UTANG LUAR NEGERI

Utang Luar Negeri Indonesia Lebih dari Rp6.000 Triliun

Dian Kurniati
Senin, 15 Maret 2021 | 14.13 WIB
Utang Luar Negeri Indonesia Lebih dari Rp6.000 Triliun

Ilustrasi. 

JAKARTA, DDTCNews – Bank Indonesia mencatat posisi utang luar negeri Indonesia pada akhir Januari 2021 senilai US$420,7 miliar atau sekitar Rp6.072 triliun.

Kepala Departemen Komunikasi BI Erwin Haryono mengatakan utang luar negeri tersebut terdiri atas utang luar negeri sektor publik dari pemerintah dan bank sentral US$213,6 miliar dan utang luar negeri sektor swasta termasuk BUMN US$207,1 miliar.

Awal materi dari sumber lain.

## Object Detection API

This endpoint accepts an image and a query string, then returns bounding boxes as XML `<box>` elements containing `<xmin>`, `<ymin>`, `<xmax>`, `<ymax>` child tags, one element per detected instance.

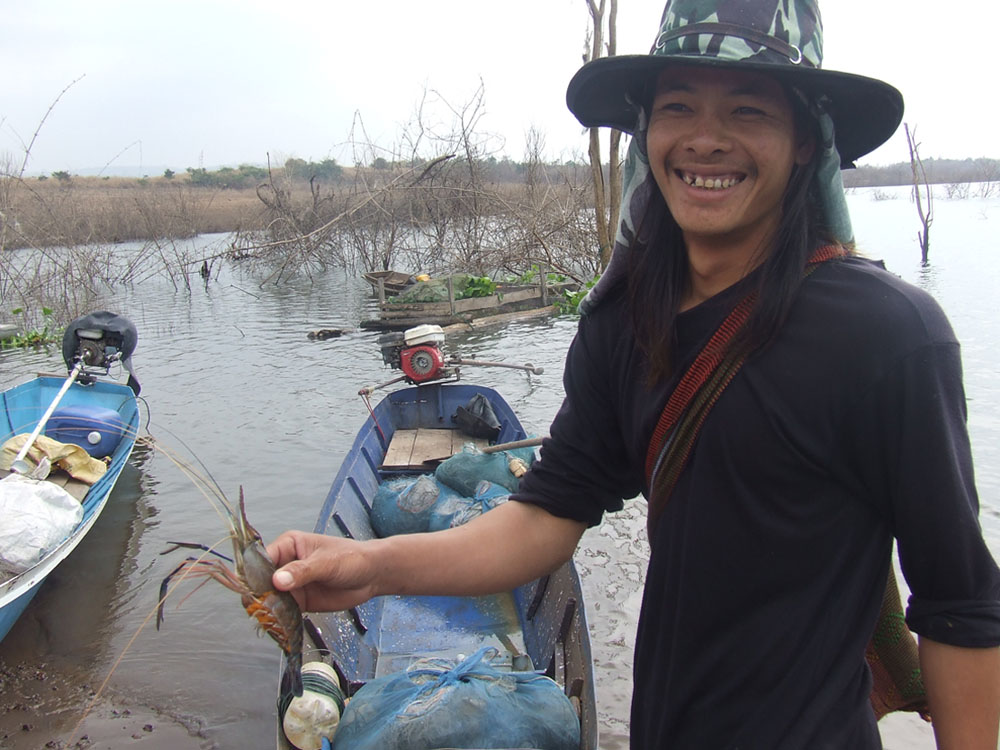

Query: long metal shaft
<box><xmin>10</xmin><ymin>360</ymin><xmax>83</xmax><ymax>474</ymax></box>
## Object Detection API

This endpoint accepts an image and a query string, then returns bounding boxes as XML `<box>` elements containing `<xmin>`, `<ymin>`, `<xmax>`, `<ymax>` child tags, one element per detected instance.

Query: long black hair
<box><xmin>627</xmin><ymin>92</ymin><xmax>829</xmax><ymax>384</ymax></box>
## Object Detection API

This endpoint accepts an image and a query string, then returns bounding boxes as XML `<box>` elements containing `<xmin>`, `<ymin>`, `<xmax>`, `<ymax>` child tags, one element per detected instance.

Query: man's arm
<box><xmin>268</xmin><ymin>501</ymin><xmax>586</xmax><ymax>612</ymax></box>
<box><xmin>920</xmin><ymin>637</ymin><xmax>1000</xmax><ymax>750</ymax></box>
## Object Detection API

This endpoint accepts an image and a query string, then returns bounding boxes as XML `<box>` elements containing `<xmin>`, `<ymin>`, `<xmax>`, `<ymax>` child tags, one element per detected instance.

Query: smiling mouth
<box><xmin>677</xmin><ymin>170</ymin><xmax>746</xmax><ymax>190</ymax></box>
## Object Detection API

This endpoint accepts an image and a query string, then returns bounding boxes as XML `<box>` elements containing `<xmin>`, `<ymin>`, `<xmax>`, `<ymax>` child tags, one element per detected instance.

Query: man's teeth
<box><xmin>683</xmin><ymin>174</ymin><xmax>743</xmax><ymax>190</ymax></box>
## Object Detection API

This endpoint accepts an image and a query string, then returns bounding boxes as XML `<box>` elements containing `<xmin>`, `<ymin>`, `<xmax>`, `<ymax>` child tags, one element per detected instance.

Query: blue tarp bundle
<box><xmin>428</xmin><ymin>480</ymin><xmax>510</xmax><ymax>531</ymax></box>
<box><xmin>333</xmin><ymin>647</ymin><xmax>580</xmax><ymax>750</ymax></box>
<box><xmin>434</xmin><ymin>443</ymin><xmax>535</xmax><ymax>497</ymax></box>
<box><xmin>371</xmin><ymin>474</ymin><xmax>458</xmax><ymax>537</ymax></box>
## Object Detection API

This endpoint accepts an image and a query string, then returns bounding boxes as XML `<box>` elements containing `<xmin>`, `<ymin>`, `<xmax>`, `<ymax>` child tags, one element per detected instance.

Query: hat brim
<box><xmin>566</xmin><ymin>55</ymin><xmax>903</xmax><ymax>167</ymax></box>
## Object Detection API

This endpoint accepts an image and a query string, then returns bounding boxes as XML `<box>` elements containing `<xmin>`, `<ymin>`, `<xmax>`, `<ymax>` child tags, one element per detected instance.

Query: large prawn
<box><xmin>156</xmin><ymin>486</ymin><xmax>303</xmax><ymax>696</ymax></box>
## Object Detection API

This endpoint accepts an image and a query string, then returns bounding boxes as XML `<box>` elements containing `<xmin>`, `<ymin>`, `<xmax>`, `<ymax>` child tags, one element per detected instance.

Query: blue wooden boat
<box><xmin>278</xmin><ymin>383</ymin><xmax>598</xmax><ymax>750</ymax></box>
<box><xmin>0</xmin><ymin>313</ymin><xmax>139</xmax><ymax>640</ymax></box>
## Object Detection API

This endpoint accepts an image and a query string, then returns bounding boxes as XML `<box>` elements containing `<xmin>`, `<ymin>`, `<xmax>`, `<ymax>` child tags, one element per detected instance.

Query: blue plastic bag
<box><xmin>371</xmin><ymin>474</ymin><xmax>455</xmax><ymax>537</ymax></box>
<box><xmin>333</xmin><ymin>646</ymin><xmax>580</xmax><ymax>750</ymax></box>
<box><xmin>428</xmin><ymin>480</ymin><xmax>510</xmax><ymax>531</ymax></box>
<box><xmin>434</xmin><ymin>443</ymin><xmax>535</xmax><ymax>497</ymax></box>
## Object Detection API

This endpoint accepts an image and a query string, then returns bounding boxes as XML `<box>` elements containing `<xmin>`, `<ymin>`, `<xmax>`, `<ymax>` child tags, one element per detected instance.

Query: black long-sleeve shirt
<box><xmin>513</xmin><ymin>258</ymin><xmax>1000</xmax><ymax>750</ymax></box>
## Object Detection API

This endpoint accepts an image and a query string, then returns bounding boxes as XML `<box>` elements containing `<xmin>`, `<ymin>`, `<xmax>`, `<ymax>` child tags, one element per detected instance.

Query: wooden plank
<box><xmin>410</xmin><ymin>429</ymin><xmax>462</xmax><ymax>464</ymax></box>
<box><xmin>381</xmin><ymin>427</ymin><xmax>489</xmax><ymax>471</ymax></box>
<box><xmin>382</xmin><ymin>430</ymin><xmax>417</xmax><ymax>468</ymax></box>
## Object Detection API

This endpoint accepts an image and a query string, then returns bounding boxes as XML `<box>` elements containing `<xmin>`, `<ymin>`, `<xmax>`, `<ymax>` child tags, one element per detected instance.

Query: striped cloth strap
<box><xmin>645</xmin><ymin>245</ymin><xmax>845</xmax><ymax>535</ymax></box>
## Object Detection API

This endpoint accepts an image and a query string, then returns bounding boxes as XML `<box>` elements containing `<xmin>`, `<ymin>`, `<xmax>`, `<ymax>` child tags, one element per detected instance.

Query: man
<box><xmin>269</xmin><ymin>0</ymin><xmax>1000</xmax><ymax>750</ymax></box>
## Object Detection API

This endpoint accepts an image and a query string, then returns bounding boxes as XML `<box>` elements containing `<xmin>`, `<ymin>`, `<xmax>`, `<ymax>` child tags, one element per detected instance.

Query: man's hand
<box><xmin>267</xmin><ymin>501</ymin><xmax>586</xmax><ymax>612</ymax></box>
<box><xmin>267</xmin><ymin>531</ymin><xmax>378</xmax><ymax>612</ymax></box>
<box><xmin>920</xmin><ymin>637</ymin><xmax>1000</xmax><ymax>750</ymax></box>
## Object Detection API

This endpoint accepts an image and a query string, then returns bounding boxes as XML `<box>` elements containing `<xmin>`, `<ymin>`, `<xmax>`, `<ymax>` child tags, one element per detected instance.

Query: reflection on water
<box><xmin>0</xmin><ymin>191</ymin><xmax>1000</xmax><ymax>750</ymax></box>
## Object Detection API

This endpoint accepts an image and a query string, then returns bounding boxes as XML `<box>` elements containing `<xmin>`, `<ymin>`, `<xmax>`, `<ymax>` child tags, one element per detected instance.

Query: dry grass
<box><xmin>0</xmin><ymin>177</ymin><xmax>265</xmax><ymax>249</ymax></box>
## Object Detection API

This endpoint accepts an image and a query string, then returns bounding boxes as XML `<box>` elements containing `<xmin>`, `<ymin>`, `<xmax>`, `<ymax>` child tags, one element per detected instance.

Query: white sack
<box><xmin>0</xmin><ymin>474</ymin><xmax>83</xmax><ymax>573</ymax></box>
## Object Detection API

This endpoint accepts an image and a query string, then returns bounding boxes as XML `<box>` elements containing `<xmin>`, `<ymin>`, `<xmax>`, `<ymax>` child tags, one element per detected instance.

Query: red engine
<box><xmin>399</xmin><ymin>344</ymin><xmax>444</xmax><ymax>383</ymax></box>
<box><xmin>378</xmin><ymin>325</ymin><xmax>451</xmax><ymax>384</ymax></box>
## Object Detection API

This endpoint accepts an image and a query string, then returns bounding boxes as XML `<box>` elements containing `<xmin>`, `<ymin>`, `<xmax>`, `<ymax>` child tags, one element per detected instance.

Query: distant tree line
<box><xmin>843</xmin><ymin>158</ymin><xmax>1000</xmax><ymax>187</ymax></box>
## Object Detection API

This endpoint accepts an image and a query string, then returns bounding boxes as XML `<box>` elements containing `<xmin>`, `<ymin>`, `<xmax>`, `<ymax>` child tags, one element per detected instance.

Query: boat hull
<box><xmin>0</xmin><ymin>376</ymin><xmax>139</xmax><ymax>640</ymax></box>
<box><xmin>278</xmin><ymin>384</ymin><xmax>597</xmax><ymax>750</ymax></box>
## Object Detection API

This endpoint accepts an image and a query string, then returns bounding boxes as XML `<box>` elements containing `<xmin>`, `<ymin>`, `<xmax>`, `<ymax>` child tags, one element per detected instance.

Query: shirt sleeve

Dengan perkembangan tersebut, utang luar negeri Indonesia pada akhir Januari 2021 tumbuh sebesar 2,6% secara tahunan, melambat dibandingkan dengan pertumbuhan pada bulan sebelumnya sebesar 3,4%.

"Perlambatan pertumbuhan utang luar negeri tersebut terjadi pada utang luar negeri pemerintah dan utang luar negeri swasta," katanya dalam keterangan tertulis, Senin (15/3/2021).

Erwin mengatakan utang luar negeri pemerintah pada Januari 2021 mencapai US$210,8 miliar atau tumbuh 2,8%, lebih rendah dibandingkan dengan pertumbuhan bulan sebelumnya 3,3%. Perlambatan itu disebabkan pembayaran pinjaman bilateral dan multilateral yang jatuh tempo.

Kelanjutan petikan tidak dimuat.